Question

When three capacitors of equal capacities are connected in parallel and one of the same capacity is connected in series with its combination. The resultant capacity is \[3.75\mu F\] . The capacity of each capacitor is:
A) \[5\mu F\]
B) \[6\mu F\]
C) \[7\mu F\]
D) \[8\mu F\]

Answer 1

Hint: For capacitors connected in parallel, the resultant capacity is the arithmetic sum of each capacitor. For capacitors connected in series, the resultant capacity is the sum of the inverses of each capacitor. Draw a labelled diagram and solve accordingly.

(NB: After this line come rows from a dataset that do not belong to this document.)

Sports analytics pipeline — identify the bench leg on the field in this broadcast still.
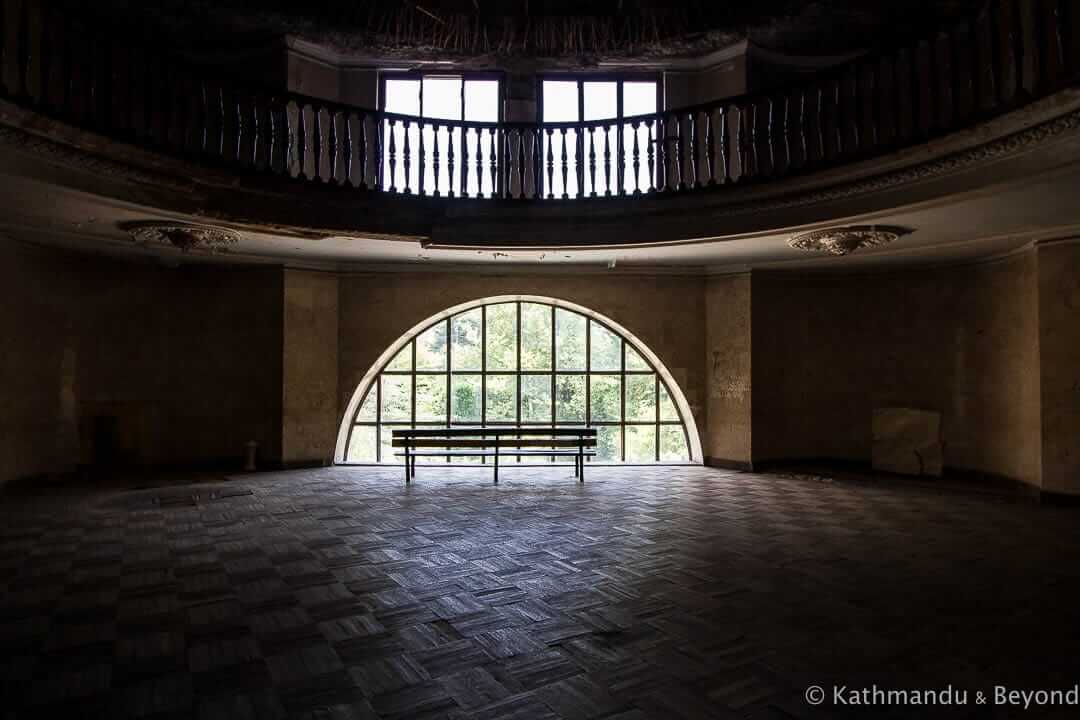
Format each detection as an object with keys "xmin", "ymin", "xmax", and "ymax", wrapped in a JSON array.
[
  {"xmin": 404, "ymin": 447, "xmax": 411, "ymax": 484},
  {"xmin": 578, "ymin": 444, "xmax": 584, "ymax": 483},
  {"xmin": 493, "ymin": 449, "xmax": 499, "ymax": 485},
  {"xmin": 411, "ymin": 454, "xmax": 417, "ymax": 479}
]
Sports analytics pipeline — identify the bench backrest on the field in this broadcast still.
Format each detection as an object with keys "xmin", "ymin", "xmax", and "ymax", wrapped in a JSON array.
[{"xmin": 393, "ymin": 427, "xmax": 596, "ymax": 438}]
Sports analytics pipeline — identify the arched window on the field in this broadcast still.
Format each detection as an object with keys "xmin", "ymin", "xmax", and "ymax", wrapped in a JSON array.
[{"xmin": 336, "ymin": 297, "xmax": 699, "ymax": 464}]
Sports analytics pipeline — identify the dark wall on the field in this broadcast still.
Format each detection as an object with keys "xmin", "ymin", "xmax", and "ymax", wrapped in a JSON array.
[{"xmin": 0, "ymin": 240, "xmax": 283, "ymax": 485}]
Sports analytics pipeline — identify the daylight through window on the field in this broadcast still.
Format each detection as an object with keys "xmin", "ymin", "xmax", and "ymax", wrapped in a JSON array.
[{"xmin": 343, "ymin": 300, "xmax": 691, "ymax": 464}]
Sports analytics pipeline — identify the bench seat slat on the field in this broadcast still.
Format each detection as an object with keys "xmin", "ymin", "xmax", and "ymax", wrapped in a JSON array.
[{"xmin": 395, "ymin": 450, "xmax": 597, "ymax": 458}]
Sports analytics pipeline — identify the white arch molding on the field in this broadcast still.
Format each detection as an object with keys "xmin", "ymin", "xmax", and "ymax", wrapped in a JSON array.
[{"xmin": 334, "ymin": 294, "xmax": 704, "ymax": 464}]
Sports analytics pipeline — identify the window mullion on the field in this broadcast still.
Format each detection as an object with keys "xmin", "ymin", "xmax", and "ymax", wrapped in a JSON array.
[
  {"xmin": 620, "ymin": 337, "xmax": 627, "ymax": 463},
  {"xmin": 376, "ymin": 375, "xmax": 382, "ymax": 463},
  {"xmin": 445, "ymin": 319, "xmax": 451, "ymax": 462},
  {"xmin": 481, "ymin": 305, "xmax": 487, "ymax": 463}
]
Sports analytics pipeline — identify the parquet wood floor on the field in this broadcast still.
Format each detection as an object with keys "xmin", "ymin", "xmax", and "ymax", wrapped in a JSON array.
[{"xmin": 2, "ymin": 465, "xmax": 1079, "ymax": 719}]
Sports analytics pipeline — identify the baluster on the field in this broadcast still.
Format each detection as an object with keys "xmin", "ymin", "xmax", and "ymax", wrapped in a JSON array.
[
  {"xmin": 447, "ymin": 125, "xmax": 456, "ymax": 197},
  {"xmin": 672, "ymin": 115, "xmax": 684, "ymax": 189},
  {"xmin": 489, "ymin": 129, "xmax": 497, "ymax": 198},
  {"xmin": 779, "ymin": 95, "xmax": 791, "ymax": 175},
  {"xmin": 387, "ymin": 118, "xmax": 397, "ymax": 192},
  {"xmin": 719, "ymin": 107, "xmax": 731, "ymax": 182},
  {"xmin": 517, "ymin": 129, "xmax": 526, "ymax": 199},
  {"xmin": 631, "ymin": 120, "xmax": 641, "ymax": 193},
  {"xmin": 375, "ymin": 114, "xmax": 384, "ymax": 189},
  {"xmin": 689, "ymin": 111, "xmax": 700, "ymax": 187},
  {"xmin": 329, "ymin": 110, "xmax": 339, "ymax": 183},
  {"xmin": 233, "ymin": 92, "xmax": 244, "ymax": 165},
  {"xmin": 402, "ymin": 118, "xmax": 411, "ymax": 193},
  {"xmin": 295, "ymin": 103, "xmax": 308, "ymax": 177},
  {"xmin": 417, "ymin": 119, "xmax": 426, "ymax": 195},
  {"xmin": 15, "ymin": 0, "xmax": 30, "ymax": 99},
  {"xmin": 459, "ymin": 125, "xmax": 468, "ymax": 197},
  {"xmin": 792, "ymin": 92, "xmax": 806, "ymax": 169},
  {"xmin": 1043, "ymin": 0, "xmax": 1065, "ymax": 90},
  {"xmin": 39, "ymin": 5, "xmax": 52, "ymax": 109},
  {"xmin": 747, "ymin": 103, "xmax": 758, "ymax": 179},
  {"xmin": 357, "ymin": 113, "xmax": 368, "ymax": 189},
  {"xmin": 603, "ymin": 125, "xmax": 612, "ymax": 196},
  {"xmin": 646, "ymin": 121, "xmax": 656, "ymax": 192},
  {"xmin": 425, "ymin": 124, "xmax": 434, "ymax": 195},
  {"xmin": 657, "ymin": 116, "xmax": 667, "ymax": 191},
  {"xmin": 505, "ymin": 129, "xmax": 515, "ymax": 198},
  {"xmin": 559, "ymin": 128, "xmax": 569, "ymax": 199},
  {"xmin": 249, "ymin": 95, "xmax": 259, "ymax": 166},
  {"xmin": 343, "ymin": 112, "xmax": 353, "ymax": 185},
  {"xmin": 575, "ymin": 127, "xmax": 584, "ymax": 199},
  {"xmin": 475, "ymin": 127, "xmax": 484, "ymax": 197},
  {"xmin": 313, "ymin": 107, "xmax": 323, "ymax": 180},
  {"xmin": 704, "ymin": 112, "xmax": 716, "ymax": 185},
  {"xmin": 283, "ymin": 101, "xmax": 295, "ymax": 176},
  {"xmin": 545, "ymin": 128, "xmax": 554, "ymax": 199},
  {"xmin": 532, "ymin": 129, "xmax": 542, "ymax": 199},
  {"xmin": 271, "ymin": 99, "xmax": 284, "ymax": 173},
  {"xmin": 196, "ymin": 81, "xmax": 208, "ymax": 155},
  {"xmin": 587, "ymin": 127, "xmax": 597, "ymax": 197}
]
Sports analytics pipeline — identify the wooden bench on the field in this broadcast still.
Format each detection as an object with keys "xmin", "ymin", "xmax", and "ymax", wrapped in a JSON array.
[{"xmin": 392, "ymin": 427, "xmax": 597, "ymax": 484}]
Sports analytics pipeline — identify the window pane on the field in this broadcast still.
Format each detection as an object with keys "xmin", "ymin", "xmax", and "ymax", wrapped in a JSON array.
[
  {"xmin": 626, "ymin": 425, "xmax": 657, "ymax": 462},
  {"xmin": 451, "ymin": 309, "xmax": 482, "ymax": 371},
  {"xmin": 583, "ymin": 81, "xmax": 617, "ymax": 121},
  {"xmin": 625, "ymin": 344, "xmax": 650, "ymax": 371},
  {"xmin": 451, "ymin": 374, "xmax": 481, "ymax": 422},
  {"xmin": 384, "ymin": 78, "xmax": 420, "ymax": 114},
  {"xmin": 555, "ymin": 309, "xmax": 586, "ymax": 370},
  {"xmin": 346, "ymin": 426, "xmax": 377, "ymax": 462},
  {"xmin": 416, "ymin": 375, "xmax": 447, "ymax": 422},
  {"xmin": 486, "ymin": 375, "xmax": 517, "ymax": 422},
  {"xmin": 486, "ymin": 303, "xmax": 517, "ymax": 370},
  {"xmin": 386, "ymin": 343, "xmax": 412, "ymax": 371},
  {"xmin": 380, "ymin": 425, "xmax": 407, "ymax": 464},
  {"xmin": 416, "ymin": 322, "xmax": 447, "ymax": 370},
  {"xmin": 555, "ymin": 374, "xmax": 586, "ymax": 422},
  {"xmin": 543, "ymin": 81, "xmax": 579, "ymax": 122},
  {"xmin": 590, "ymin": 322, "xmax": 621, "ymax": 371},
  {"xmin": 625, "ymin": 375, "xmax": 656, "ymax": 421},
  {"xmin": 660, "ymin": 425, "xmax": 689, "ymax": 461},
  {"xmin": 464, "ymin": 80, "xmax": 499, "ymax": 122},
  {"xmin": 521, "ymin": 303, "xmax": 552, "ymax": 370},
  {"xmin": 521, "ymin": 375, "xmax": 553, "ymax": 423},
  {"xmin": 381, "ymin": 376, "xmax": 411, "ymax": 421},
  {"xmin": 659, "ymin": 384, "xmax": 679, "ymax": 421},
  {"xmin": 590, "ymin": 375, "xmax": 621, "ymax": 421},
  {"xmin": 422, "ymin": 76, "xmax": 462, "ymax": 120},
  {"xmin": 596, "ymin": 426, "xmax": 620, "ymax": 462},
  {"xmin": 356, "ymin": 390, "xmax": 377, "ymax": 422}
]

Complete step by step solution:
A capacitor is a device which stores the electrical energy in its electric field. It is a passive electronic component with two terminals (passive electronic components do not generate energy). The effect of a capacitor is known as capacitance.
Let the capacitance of each capacitor be \[C\]. Let ${C_1}, {C_2}, {C_3} and {C_4}$ be the four capacitors that have capacitances as follows.

${C_1} = {C_2} = {C_3} = {C_4} = C$ . As all the capacitors are given to be of equal capacitances.
Now as capacitors are connected in parallel and we know that when capacitors are connected in parallel then the resultant capacitance is the arithmetic sum of the capacitances.
Therefore the resultant capacitance will be given as:
\[\Rightarrow {{C}_{0}}=C+C+C\]
\[\Rightarrow {{C}_{0}}=3C\]
Now one capacitor is in series and for series combination the resultant will be given as follows
\[\Rightarrow \dfrac{1}{{{C}_{final}}}=\dfrac{1}{3C}+\dfrac{1}{C}\]
\[\Rightarrow \dfrac{1}{3.75}=\dfrac{1}{3C}+\dfrac{1}{C}\]
Solving this we get
\[\Rightarrow C=5\]

Therefore the value of each capacitor is \[5\mu F\] . Hence Option \[A\] is correct.

Note: Don’t confuse resistors. While calculating resultant resistance, for series combination the resultant resistance is the arithmetic sum of individual resistances but in capacitors it is reverse of resistances. The capacitance of a given circuit is increased by connecting the capacitors in parallel. Similarly the capacitance of a given circuit is decreased by connecting the capacitors in series with respect to each other.